I want to convert an int to a byte[2] array using BCD.

The int in question will come from DateTime representing the Year and must be converted to two bytes.

Is there any pre-made function that does this or can you give me a simple way of doing this?

example:

int year = 2010

would output:

byte[2]{0x20, 0x10};

Answer 1

    static byte[] Year2Bcd(int year) {
        if (year < 0 || year > 9999) throw new ArgumentException();
        int bcd = 0;
        for (int digit = 0; digit < 4; ++digit) {
            int nibble = year % 10;
            bcd |= nibble << (digit * 4);
            year /= 10;
        }
        return new byte[] { (byte)((bcd >> 8) & 0xff), (byte)(bcd & 0xff) };
    }

Beware that you asked for a big-endian result, that's a bit unusual.

Answer 2

Use this method.

    public static byte[] ToBcd(int value){
        if(value<0 || value>99999999)
            throw new ArgumentOutOfRangeException("value");
        byte[] ret=new byte[4];
        for(int i=0;i<4;i++){
            ret[i]=(byte)(value%10);
            value/=10;
            ret[i]|=(byte)((value%10)<<4);
            value/=10;
        }
        return ret;
    }

This is essentially how it works.

• If the value is less than 0 or greater than 99999999, the value won't fit in four bytes.

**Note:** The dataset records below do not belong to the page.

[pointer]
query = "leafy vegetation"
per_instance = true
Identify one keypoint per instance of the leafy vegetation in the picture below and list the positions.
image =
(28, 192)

More formally, if the value is less than 0 or is 10^(n*2) or greater, where n is the number of bytes, the value won't fit in n bytes.
• For each byte:
  • Set that byte to the remainder of the value-divided-by-10 to the byte. (This will place the last digit in the low nibble [half-byte] of the current byte.)
  • Divide the value by 10.
  • Add 16 times the remainder of the value-divided-by-10 to the byte. (This will place the now-last digit in the high nibble of the current byte.)
  • Divide the value by 10.

(One optimization is to set every byte to 0 beforehand -- which is implicitly done by .NET when it allocates a new array -- and to stop iterating when the value reaches 0. This latter optimization is not done in the code above, for simplicity. Also, if available, some compilers or assemblers offer a divide/remainder routine that allows retrieving the quotient and remainder in one division step, an optimization which is not usually necessary though.)